PARDISO (ps->pt, &ps->maxfct, &ps->mnum, &ps->mtype, &ps->phase,
&ps->n, ps->fa, ps->rja, ps->ria, &ps->idum, &ps->nrhs,
ps->iparm, &ps->msglvl, ps->fb, ps->fx, &ps->error);

What surprise me is the fact that if I execute above procedures with ps->iparm[27] = 0; /* double precision */ everything is fine... . should I change any other iparm ?

Sergey_Solovev__Inte · ‎05-13-2010

If you use single precision (ps->iparm[27] = 1), then values ps->fa.re, ps->fa.i,ps->fx.re, ps->fx.i, ps->fb.re = 0, ps->fb.i = 0 should be float.

You can create new structure
typedef struct{
float re;
float i;}
floatcomplex;
and replace type "doublecomplex" to "floatcomplex" in the example.

programmer85 · ‎05-14-2010

thx - it helped. I achieved about 10% speedup between execution in single and double precision, and hhonestly I expected much more...
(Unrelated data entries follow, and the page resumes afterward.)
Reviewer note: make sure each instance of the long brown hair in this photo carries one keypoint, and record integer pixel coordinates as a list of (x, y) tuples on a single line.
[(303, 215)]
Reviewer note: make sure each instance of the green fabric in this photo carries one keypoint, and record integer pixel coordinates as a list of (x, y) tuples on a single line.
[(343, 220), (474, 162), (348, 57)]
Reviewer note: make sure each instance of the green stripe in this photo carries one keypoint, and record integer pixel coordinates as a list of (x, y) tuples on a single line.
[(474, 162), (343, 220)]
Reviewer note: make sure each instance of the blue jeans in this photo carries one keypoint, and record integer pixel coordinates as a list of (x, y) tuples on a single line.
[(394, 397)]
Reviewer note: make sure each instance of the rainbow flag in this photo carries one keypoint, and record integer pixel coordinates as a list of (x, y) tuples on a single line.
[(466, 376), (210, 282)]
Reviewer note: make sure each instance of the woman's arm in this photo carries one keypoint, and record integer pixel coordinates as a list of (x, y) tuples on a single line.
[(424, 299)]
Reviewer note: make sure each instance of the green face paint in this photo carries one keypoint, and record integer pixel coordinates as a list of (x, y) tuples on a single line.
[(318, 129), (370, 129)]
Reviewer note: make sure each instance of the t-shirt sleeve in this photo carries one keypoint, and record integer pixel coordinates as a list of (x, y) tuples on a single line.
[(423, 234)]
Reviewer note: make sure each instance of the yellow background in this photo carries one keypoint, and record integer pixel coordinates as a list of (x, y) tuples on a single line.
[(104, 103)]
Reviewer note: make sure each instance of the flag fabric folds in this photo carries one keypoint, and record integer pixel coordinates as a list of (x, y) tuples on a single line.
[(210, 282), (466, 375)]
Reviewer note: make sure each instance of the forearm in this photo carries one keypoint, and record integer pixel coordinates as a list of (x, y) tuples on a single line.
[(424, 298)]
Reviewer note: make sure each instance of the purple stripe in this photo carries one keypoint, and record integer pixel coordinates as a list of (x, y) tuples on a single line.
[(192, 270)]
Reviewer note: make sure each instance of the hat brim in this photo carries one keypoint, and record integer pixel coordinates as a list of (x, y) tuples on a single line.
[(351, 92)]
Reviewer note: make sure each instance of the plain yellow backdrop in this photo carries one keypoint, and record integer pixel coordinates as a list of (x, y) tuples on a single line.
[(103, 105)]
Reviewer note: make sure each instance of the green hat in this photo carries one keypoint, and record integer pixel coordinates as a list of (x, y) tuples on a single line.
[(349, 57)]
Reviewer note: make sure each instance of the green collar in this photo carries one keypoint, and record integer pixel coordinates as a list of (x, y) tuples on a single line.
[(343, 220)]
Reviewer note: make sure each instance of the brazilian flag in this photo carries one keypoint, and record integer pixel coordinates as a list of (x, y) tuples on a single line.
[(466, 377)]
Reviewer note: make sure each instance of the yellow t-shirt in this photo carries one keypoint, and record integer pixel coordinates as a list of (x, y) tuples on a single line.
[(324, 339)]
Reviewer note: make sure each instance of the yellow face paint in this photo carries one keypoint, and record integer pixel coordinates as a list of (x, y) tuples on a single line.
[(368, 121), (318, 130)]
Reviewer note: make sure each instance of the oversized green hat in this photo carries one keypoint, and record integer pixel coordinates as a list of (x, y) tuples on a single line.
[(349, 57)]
Sergey - do you have any test that compares execution in single and double precision ?
Programmer

Sergey_Solovev__Inte · ‎05-16-2010

The speedup depends on many factors type of matrix, size of matrix, architecture ant etc. But we dont have tests which compare single precision with double one.